La minaccia per l’infrastruttura di sicurezza web

Quanto velocemente avanzerà la tecnologia fino al punto in cui potrà avvicinarsi a numeri significativamente più grandi? È interessante notare che gli algoritmi simmetrici che utilizziamo ogni giorno (come AES) non sono terribilmente vulnerabili agli algoritmi quantistici. L’algoritmo di Grover non è in grado, nemmeno in teoria, di ridurre il tempo necessario per attaccare questi algoritmi molto più degli algoritmi classici, a condizione che vengano utilizzate chiavi a 256 bit.

La maggior parte delle comunicazioni sicure simmetriche, tuttavia, stabilisce le sue chiavi tramite uno scambio asimmetrico. Quindi, la maggior parte del traffico web oggi è vulnerabile agli attacchi avanzati di calcolo quantistico. Se un utente malintenzionato riesce a scoprire la chiave stabilita all’inizio di un’interazione, non sarà utile alcuna cifratura simmetrica.

Quindi la minaccia per l’infrastruttura di sicurezza web è reale. Pensiamo un momento alle dinamiche in gioco. Le prime cose da considerare sono l’economia e l’accesso. In questo momento, solo le organizzazioni più grandi e con a disposizione budget immensi possono permettersi di armeggiare con sistemi quantistici in grando di rappresentare una minaccia per la sicurezza.

IBM, Google e ricercatori in Cina sono in lizza per la leadership nella produzione di sistemi praticabili, insieme a una serie di grandi progetti universitari. Dietro le quinte, però, le agenzie governative come la National Security Agency degli Stati Uniti non sono sicuramente inattive su questo versante e, proprio la NSA, ha una sua opinione precisa sulla questione della crittografia pubblica e del calcolo quantistico.

Sicurezza in evoluzione per l’informatica quantistica

È improbabile che attori su piccola scala raggiungano capacità di calcolo quantistico sufficienti per attaccare le moderne chiavi asimmetriche, se non molto dopo che lo avranno fatto le grandi istituzioni. Ciò significa che ci aspetta un lungo periodo di tempo in cui l’infrastruttura di sicurezza può evolversi in modo reattivo alle dinamiche del calcolo quantistico.
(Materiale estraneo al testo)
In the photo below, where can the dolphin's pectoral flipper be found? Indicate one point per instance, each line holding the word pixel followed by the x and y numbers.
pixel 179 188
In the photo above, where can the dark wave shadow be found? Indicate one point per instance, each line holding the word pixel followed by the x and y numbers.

Nessuno sa quando emergeranno macchine quantistiche davvero minacciose per le criptovalute, ma sembra probabile che accadrà. Due parametri per capire la questione sono il numero di qubit in un sistema e la longevità di quei qubit.

I qubit sono soggetti a quella che viene chiamata decoerenza, ovvero l’interazione irreversibile fra i sistemi quantistici e l’ambiente esterno che determina la perdita della coerenza della funzione d’onda. Il problema è che sia il numero, sia la longevità dei qubit sono difficili da quantificare. Quanti qubit sono necessari per un pratico attacco riproducibile su una chiave RSA 2048? Alcuni dicono dozzine, altri dicono milioni. Quanta coerenza è richiesta? Alcuni dicono centinaia di nanosecondi, altri dicono minuti.
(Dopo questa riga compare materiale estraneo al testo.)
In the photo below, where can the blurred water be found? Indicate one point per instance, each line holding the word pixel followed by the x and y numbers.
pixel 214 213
Crittografia post-quantistica

Tutte le strade portano a un mondo post-quantistico e molte persone ci stanno già lavorando sodo. Il National Institute of Standards and Technology degli Stati Uniti sta organizzando concorsi per lo sviluppo di algoritmi resistenti ai quanti e alcuni di questi progetti stanno ottenendo risultati.
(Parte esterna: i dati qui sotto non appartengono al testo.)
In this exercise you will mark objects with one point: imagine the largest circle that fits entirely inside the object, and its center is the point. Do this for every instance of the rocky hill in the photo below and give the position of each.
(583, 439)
In ultima analisi, possiamo dire che la minaccia quantistica alla crittografia è reale e basata su risultati sempre più reali. Ma per ora, è più che controbilanciata da forze compensative. Alla fine potremmo dover dire addio ad alcuni dei nostri vecchi amati algoritmi, che però saranno sostituiti da nuovi. Insomma, ci aspetta un decennio a dir poco interessante.